Timothy Hursley began his career apprenticing with his neighbor, the architectural photographer Balthazar Korab. In 1981 he moved to Little Rock, Arkansas, where he still lives, and opened his own office specializing in architectural photography. His commercial work has documented important structures and their inhabitants, including Andy Warhol’s Factory, Philip Johnson’s AT&T building, and The Museum of Modern Art, all in New York City. Hursley has published four books with Princeton Architectural Press and his photography is included in the collections of The Museum of Modern Art, New York; the William J. Clinton Presidential Center, Little Rock; and the Hood Museum of Art at Dartmouth College, Hanover, New Hampshire.

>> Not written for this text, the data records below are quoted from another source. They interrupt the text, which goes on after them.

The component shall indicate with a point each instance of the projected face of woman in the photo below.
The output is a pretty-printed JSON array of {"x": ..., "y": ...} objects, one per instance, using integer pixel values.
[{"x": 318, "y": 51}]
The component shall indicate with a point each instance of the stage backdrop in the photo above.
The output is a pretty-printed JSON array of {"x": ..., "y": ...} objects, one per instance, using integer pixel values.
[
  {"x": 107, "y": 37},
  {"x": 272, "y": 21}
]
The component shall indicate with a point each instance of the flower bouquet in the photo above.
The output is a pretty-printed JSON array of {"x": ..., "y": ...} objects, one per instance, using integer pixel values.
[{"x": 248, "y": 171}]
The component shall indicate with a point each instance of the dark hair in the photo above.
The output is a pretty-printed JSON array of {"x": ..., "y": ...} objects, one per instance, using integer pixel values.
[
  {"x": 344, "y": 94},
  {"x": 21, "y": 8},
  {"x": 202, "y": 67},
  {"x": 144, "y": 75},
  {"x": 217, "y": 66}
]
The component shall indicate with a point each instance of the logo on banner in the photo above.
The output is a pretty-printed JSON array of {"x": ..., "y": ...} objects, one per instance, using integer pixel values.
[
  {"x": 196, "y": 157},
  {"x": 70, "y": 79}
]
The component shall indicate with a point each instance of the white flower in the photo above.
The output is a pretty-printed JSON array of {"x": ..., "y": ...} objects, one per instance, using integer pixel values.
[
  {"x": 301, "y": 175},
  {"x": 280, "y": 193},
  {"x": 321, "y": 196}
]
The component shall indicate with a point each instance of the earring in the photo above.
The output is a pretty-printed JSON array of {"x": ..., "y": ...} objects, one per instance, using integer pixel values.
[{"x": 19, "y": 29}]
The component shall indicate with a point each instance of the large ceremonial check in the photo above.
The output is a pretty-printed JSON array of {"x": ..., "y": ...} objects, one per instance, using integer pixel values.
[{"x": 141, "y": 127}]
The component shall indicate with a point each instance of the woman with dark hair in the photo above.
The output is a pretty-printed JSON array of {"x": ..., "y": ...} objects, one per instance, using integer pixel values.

In his personal work Hursley has been drawn to the spaces and architectures of subcultures, including Utah polygamist communities, the legalized brothels of Nevada, and funeral homes in the South. Additionally, his Rural Studio series documented the reconstituted buildings in impoverished Hale County, Alabama, a region famously photographed by Walker Evans. The Rural Studio buildings were designed and built from discarded materials by Samuel Mockbee and his students at Auburn University. Mockbee’s program teaches students the social responsibilities of architecture and innovative methods for using low-cost materials. Rural Studio (2003) depicts one of the projects of Mockbee and his students. It shows a baseball field designed and built in Newbern, Alabama, for residents needing a safe environment for their Little League children to play in after school and over the summer. Hursley’s image presents the field filled with children and spectators. The builders used metal hoops, catfish netting, and concrete-slab seating to create a protective enclosure for spectators that loops around the field. With a view looking down the length of the covered seating and home plate visible on the left, the photograph focuses on the liveliness of the reconstituted space. It balances an emphasis on the uniqueness of the site’s architecture with an appreciation for the timeless joy of this American pastime.
Hursley’s Funeral Home series develops themes of death, decay, isolation, despair, and the uncanny. Train Ride (2012), a shot from a funeral home, shows an odd scene in which two bare coffins sit on either side of a large toy train track that circles a small room. The claustrophobic space, with its low ceiling, drawn blinds, and wood-paneled walls, seems almost like a kind of casket itself, suggesting that even the viewer is trapped by the inevitability of death. This metaphor is further developed by the fact that the coffins sit on train tracks, a reminder that one’s journey through life is always progressing toward the ultimate endpoint.
Other works by Hursley extend these themes of death and decay to the commercial landscape of the South. Uniform Shop (2015), for instance, presents a deteriorating, nameless storefront in Lake City, Arkansas. From the aptly named Arkansas Rural Town series, the setting features rows of faded uniforms seen through the shop’s front windows. As in most of Hursley’s work, no people are present. The ghostly uniforms stand in for absent community members and seem to reference the dwindling and aging populations of small Southern towns as the young move away. Like many of Hursley’s other images, this scene addresses topics that are uncomfortable to confront and thus sometimes considered indecorous—decline, loss, loneliness—but that are also universal to the human condition.